A good place to learn about perfectionism is in my friend Vicki’s yoga class. Vicki studied with one of the great twentieth-century hatha yoga gurus, a man so terrifyingly precise that he has been known to throw students out of class because their arm muscles weren’t sufficiently firmed in Tadasana (Mountain Pose). She internalized her teacher’s style and sharpened it with her own gift for precise analysis and acerbic wit.
I’ve seen Vicki stride between lines of students in Triangle Pose, kicking their back legs to test their firmness, barking out commands like “Lift! Lift! You look like spaghetti.” Her classes are dynamic and scary, and her students trade stories of their encounters with her like war tales. I’ve never heard her compliment anyone, even when the pose looked . . . perfect.

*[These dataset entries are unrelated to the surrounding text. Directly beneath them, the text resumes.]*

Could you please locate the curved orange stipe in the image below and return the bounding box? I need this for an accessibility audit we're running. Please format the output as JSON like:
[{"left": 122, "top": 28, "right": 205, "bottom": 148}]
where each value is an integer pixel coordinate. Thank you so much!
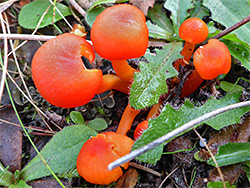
[
  {"left": 180, "top": 42, "right": 196, "bottom": 62},
  {"left": 134, "top": 120, "right": 148, "bottom": 141},
  {"left": 111, "top": 60, "right": 138, "bottom": 82},
  {"left": 97, "top": 74, "right": 130, "bottom": 94},
  {"left": 116, "top": 103, "right": 140, "bottom": 135},
  {"left": 146, "top": 101, "right": 163, "bottom": 120},
  {"left": 180, "top": 69, "right": 204, "bottom": 98}
]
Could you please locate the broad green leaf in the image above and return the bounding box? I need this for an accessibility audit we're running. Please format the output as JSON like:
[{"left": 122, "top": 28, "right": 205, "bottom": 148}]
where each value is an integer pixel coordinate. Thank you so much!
[
  {"left": 207, "top": 181, "right": 235, "bottom": 188},
  {"left": 70, "top": 111, "right": 84, "bottom": 125},
  {"left": 86, "top": 7, "right": 105, "bottom": 27},
  {"left": 189, "top": 0, "right": 210, "bottom": 19},
  {"left": 0, "top": 163, "right": 13, "bottom": 187},
  {"left": 9, "top": 180, "right": 31, "bottom": 188},
  {"left": 203, "top": 0, "right": 250, "bottom": 46},
  {"left": 133, "top": 92, "right": 250, "bottom": 164},
  {"left": 88, "top": 0, "right": 115, "bottom": 11},
  {"left": 21, "top": 125, "right": 97, "bottom": 181},
  {"left": 129, "top": 42, "right": 182, "bottom": 109},
  {"left": 147, "top": 4, "right": 174, "bottom": 34},
  {"left": 18, "top": 0, "right": 72, "bottom": 29},
  {"left": 207, "top": 142, "right": 250, "bottom": 166},
  {"left": 219, "top": 81, "right": 244, "bottom": 93},
  {"left": 146, "top": 21, "right": 172, "bottom": 40},
  {"left": 220, "top": 38, "right": 250, "bottom": 71},
  {"left": 87, "top": 118, "right": 108, "bottom": 131},
  {"left": 164, "top": 0, "right": 193, "bottom": 35}
]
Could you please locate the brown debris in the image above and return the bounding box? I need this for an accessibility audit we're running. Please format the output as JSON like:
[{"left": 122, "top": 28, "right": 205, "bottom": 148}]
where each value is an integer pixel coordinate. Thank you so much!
[
  {"left": 167, "top": 135, "right": 195, "bottom": 167},
  {"left": 29, "top": 179, "right": 71, "bottom": 188},
  {"left": 209, "top": 164, "right": 243, "bottom": 185},
  {"left": 116, "top": 168, "right": 138, "bottom": 188},
  {"left": 0, "top": 105, "right": 22, "bottom": 172}
]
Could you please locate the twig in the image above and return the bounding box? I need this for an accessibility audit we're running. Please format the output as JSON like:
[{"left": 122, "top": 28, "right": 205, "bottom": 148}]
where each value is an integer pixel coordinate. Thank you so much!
[
  {"left": 158, "top": 165, "right": 180, "bottom": 188},
  {"left": 0, "top": 13, "right": 8, "bottom": 104},
  {"left": 212, "top": 15, "right": 250, "bottom": 40},
  {"left": 0, "top": 33, "right": 55, "bottom": 41},
  {"left": 68, "top": 0, "right": 87, "bottom": 17},
  {"left": 108, "top": 100, "right": 250, "bottom": 170},
  {"left": 129, "top": 162, "right": 162, "bottom": 177},
  {"left": 193, "top": 128, "right": 226, "bottom": 188}
]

Instead, it’s “Turn your hand out two degrees.” Vicki’s students stretch themselves beyond their limits, do their best to achieve perfect lunges and impeccable headstands and often limp out of class.

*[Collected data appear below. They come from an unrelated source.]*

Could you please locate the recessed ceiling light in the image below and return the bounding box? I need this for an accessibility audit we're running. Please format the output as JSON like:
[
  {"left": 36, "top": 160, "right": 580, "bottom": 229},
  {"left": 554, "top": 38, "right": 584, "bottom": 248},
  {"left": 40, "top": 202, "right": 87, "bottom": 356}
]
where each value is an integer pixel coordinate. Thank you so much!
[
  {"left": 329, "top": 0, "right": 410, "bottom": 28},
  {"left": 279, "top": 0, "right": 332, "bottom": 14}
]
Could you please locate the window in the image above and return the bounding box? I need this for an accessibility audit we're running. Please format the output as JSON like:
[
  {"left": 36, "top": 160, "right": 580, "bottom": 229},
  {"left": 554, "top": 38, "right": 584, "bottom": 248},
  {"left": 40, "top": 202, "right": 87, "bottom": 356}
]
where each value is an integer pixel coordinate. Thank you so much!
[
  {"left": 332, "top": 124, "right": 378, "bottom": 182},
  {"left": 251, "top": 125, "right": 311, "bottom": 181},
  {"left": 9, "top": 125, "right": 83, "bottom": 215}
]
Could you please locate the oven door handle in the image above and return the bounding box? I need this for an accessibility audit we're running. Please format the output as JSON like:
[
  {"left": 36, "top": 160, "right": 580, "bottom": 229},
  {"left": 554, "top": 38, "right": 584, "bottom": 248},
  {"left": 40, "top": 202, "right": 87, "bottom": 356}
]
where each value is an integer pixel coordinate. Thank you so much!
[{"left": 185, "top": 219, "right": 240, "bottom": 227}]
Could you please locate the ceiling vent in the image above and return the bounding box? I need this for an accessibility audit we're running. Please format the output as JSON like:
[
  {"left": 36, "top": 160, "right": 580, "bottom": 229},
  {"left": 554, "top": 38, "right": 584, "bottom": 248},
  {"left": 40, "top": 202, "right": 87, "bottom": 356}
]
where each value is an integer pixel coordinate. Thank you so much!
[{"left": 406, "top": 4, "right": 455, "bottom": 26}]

But the real casualty of Vicki’s perfectionism is Vicki herself. She confessed to me a few months ago that she no longer feels she knows what yoga is. “I spent 23 years trying to become my teacher’s perfect student,” she said. “It was all about driving myself. I wanted to be in control of every muscle in my body. But recently I realized that I never relax. There’s never a real release. Oh, I release in the pose. Sort of. But inside, I’m always tight.”